As I mentioned a few days ago when discussing Lulu, an artist known for having just one big hit can have follow-up records with some real merit beyond what they will be remembered for. Then there are “artists” like C.W.McCall who tend to bleed dry every ounce of their one hit into a never-ending stream more of the same.
This follow-up album to the wildly successful #1 single Convoy is not worthy of searching out unless you have a burning desire to find out more about the antics of the Rubber Duck, Suicide Jockey and Long Haired Friends Of Jesus. And trust me, the story was fine just where you last heard about them. The Convoy couldn’t plausibly head to Australia without a serious leap of faith in the abilities of a cab over Pete with a refer on.

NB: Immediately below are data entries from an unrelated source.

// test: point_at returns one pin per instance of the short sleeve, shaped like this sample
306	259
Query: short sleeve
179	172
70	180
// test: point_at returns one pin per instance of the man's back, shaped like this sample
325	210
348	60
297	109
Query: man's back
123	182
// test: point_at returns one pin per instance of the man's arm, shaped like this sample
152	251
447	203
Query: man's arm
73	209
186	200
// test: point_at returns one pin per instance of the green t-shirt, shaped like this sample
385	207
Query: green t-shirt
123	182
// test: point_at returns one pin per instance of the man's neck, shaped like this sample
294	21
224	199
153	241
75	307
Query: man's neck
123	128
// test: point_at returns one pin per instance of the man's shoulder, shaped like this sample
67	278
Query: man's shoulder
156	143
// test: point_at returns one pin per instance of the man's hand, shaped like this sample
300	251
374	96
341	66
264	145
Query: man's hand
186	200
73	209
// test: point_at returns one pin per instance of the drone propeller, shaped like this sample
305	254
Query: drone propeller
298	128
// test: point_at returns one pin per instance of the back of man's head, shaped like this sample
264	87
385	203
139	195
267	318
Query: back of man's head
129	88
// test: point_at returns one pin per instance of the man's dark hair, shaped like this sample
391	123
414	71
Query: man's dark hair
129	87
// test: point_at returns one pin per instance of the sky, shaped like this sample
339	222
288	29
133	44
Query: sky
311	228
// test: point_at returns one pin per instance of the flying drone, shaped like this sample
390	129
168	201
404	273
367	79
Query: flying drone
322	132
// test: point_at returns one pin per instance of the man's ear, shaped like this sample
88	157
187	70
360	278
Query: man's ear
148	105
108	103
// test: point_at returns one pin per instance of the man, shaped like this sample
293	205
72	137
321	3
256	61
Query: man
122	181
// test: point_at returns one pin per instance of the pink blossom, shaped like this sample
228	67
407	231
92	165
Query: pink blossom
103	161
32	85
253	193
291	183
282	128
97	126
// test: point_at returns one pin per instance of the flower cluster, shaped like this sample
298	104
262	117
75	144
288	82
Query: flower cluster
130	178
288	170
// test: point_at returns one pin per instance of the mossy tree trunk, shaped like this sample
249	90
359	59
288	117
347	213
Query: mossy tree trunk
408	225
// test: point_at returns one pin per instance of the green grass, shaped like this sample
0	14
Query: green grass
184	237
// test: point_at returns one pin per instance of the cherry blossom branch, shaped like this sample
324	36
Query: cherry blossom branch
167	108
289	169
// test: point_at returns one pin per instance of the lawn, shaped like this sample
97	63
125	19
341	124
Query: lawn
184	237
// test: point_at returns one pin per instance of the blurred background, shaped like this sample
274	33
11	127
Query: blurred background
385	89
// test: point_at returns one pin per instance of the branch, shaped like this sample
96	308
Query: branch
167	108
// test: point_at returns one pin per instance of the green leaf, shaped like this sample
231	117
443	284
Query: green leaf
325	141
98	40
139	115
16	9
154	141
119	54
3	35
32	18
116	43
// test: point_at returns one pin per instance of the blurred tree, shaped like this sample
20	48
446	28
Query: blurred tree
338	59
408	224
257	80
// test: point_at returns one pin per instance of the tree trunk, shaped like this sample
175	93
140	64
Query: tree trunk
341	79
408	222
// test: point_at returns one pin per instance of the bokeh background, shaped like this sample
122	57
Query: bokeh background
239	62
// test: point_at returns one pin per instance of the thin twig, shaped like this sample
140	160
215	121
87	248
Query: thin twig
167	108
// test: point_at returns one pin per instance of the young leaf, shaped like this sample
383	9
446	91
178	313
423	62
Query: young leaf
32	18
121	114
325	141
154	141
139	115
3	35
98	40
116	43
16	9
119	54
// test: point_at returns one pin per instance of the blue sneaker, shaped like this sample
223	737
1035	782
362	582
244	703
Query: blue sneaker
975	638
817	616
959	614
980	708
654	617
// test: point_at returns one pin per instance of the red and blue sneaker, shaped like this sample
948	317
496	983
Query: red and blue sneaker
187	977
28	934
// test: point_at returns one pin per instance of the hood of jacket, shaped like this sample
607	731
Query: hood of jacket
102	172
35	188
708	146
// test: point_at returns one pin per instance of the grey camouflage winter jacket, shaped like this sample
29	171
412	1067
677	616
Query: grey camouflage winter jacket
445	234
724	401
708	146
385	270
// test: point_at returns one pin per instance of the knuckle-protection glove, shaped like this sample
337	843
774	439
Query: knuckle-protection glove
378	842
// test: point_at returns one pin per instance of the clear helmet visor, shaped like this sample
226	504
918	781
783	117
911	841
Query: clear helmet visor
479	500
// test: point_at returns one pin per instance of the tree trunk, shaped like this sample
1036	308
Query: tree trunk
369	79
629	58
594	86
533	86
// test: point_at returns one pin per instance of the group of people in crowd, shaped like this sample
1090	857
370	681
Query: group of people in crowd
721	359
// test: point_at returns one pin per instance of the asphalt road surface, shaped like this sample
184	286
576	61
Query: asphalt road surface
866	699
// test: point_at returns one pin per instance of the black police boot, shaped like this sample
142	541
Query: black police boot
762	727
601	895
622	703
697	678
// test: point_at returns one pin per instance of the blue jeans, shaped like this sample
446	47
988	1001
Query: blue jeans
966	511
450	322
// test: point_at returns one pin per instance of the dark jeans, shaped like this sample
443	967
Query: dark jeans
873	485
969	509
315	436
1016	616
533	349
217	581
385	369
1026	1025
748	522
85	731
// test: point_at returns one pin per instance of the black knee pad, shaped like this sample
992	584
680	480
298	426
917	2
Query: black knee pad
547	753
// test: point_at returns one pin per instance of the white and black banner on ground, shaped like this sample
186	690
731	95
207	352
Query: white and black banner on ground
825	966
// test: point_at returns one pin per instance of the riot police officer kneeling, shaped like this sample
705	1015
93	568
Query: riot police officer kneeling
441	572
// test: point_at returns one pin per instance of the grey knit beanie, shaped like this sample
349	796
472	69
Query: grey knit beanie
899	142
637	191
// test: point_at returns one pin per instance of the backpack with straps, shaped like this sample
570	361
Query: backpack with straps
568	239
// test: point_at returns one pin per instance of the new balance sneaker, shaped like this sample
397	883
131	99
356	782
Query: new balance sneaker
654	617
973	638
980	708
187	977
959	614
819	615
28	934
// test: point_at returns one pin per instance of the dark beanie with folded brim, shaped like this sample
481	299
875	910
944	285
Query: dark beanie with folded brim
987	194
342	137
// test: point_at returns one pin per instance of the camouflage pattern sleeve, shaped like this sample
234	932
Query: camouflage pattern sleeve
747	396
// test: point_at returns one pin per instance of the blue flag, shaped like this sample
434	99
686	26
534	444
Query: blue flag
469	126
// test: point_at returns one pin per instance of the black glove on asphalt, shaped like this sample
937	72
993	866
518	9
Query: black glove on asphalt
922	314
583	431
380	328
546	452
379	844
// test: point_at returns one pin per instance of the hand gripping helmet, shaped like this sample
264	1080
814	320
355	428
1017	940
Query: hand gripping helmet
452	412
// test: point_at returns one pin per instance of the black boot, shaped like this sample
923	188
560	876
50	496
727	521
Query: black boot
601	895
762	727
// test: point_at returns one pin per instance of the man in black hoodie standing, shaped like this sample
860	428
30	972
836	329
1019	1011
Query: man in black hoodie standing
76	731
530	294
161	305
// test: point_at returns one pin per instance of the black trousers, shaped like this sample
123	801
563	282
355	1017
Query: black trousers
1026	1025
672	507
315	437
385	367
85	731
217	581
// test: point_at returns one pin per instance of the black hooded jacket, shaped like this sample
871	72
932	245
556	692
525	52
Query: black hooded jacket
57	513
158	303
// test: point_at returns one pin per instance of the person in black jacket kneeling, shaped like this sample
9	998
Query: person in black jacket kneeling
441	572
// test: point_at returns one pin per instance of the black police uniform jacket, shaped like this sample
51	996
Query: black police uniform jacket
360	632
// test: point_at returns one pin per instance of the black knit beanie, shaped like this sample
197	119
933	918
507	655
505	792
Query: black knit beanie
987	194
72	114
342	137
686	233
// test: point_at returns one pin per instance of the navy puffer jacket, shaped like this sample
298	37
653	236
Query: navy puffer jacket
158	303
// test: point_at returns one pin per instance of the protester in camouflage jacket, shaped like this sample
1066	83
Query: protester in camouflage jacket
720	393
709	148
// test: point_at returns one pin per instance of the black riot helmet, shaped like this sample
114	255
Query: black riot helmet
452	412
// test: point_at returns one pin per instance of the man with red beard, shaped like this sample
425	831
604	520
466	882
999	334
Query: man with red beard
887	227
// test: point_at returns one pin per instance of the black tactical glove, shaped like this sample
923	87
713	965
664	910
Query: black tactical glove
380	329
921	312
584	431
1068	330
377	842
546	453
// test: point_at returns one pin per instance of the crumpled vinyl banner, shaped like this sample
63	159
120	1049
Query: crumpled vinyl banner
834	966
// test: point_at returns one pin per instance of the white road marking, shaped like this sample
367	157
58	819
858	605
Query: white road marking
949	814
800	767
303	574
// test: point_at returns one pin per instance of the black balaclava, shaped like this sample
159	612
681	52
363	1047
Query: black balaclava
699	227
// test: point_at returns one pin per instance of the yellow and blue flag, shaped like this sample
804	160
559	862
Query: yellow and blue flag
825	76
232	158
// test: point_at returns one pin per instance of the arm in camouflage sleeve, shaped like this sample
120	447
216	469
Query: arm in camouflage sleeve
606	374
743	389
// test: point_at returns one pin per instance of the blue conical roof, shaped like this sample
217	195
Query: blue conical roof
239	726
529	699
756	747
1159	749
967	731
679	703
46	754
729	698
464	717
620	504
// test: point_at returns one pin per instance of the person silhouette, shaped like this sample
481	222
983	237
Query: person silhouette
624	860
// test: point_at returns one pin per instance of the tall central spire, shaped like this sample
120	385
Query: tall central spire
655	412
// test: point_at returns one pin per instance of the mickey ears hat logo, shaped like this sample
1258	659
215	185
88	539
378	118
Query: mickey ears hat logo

I don’t blame him for trying, because Convoy succeeded beyond all expectations, but the record buying public was maybe more caught up in novelty of the record a whole lot more than the person who made it. Not to pick on anyone’s talent, but I don’t think people lined up to see The Hurt Locker because it was a Jessica Chastain movie. Even though she was great in it, the role of the lead actor was superfluous to the story.
In case you haven’t noticed, Bargain Bin record shoppers have to often take a leap of faith on the kind the records they find. This album is a great example of this. There is not way in the world that I or virtually anyone beside’s C.W. McCall’s descendants would ever search out this record, but on the other hand, when you find a Near Mint copy in a bin for $1, you also realize that you’ll never again be presented with this opportunity. It’s so rare and so quirky, yet so cheap, that you may as well go for it.
As it turns out, I will never get the 33 minutes back that I spent listening to this record, but I never have to spend three seconds looking for it again should the need arise. And when I need to make room for new records on the shelf, this one can make the trip back to where it came from before you can say Ten-Four Good Buddy.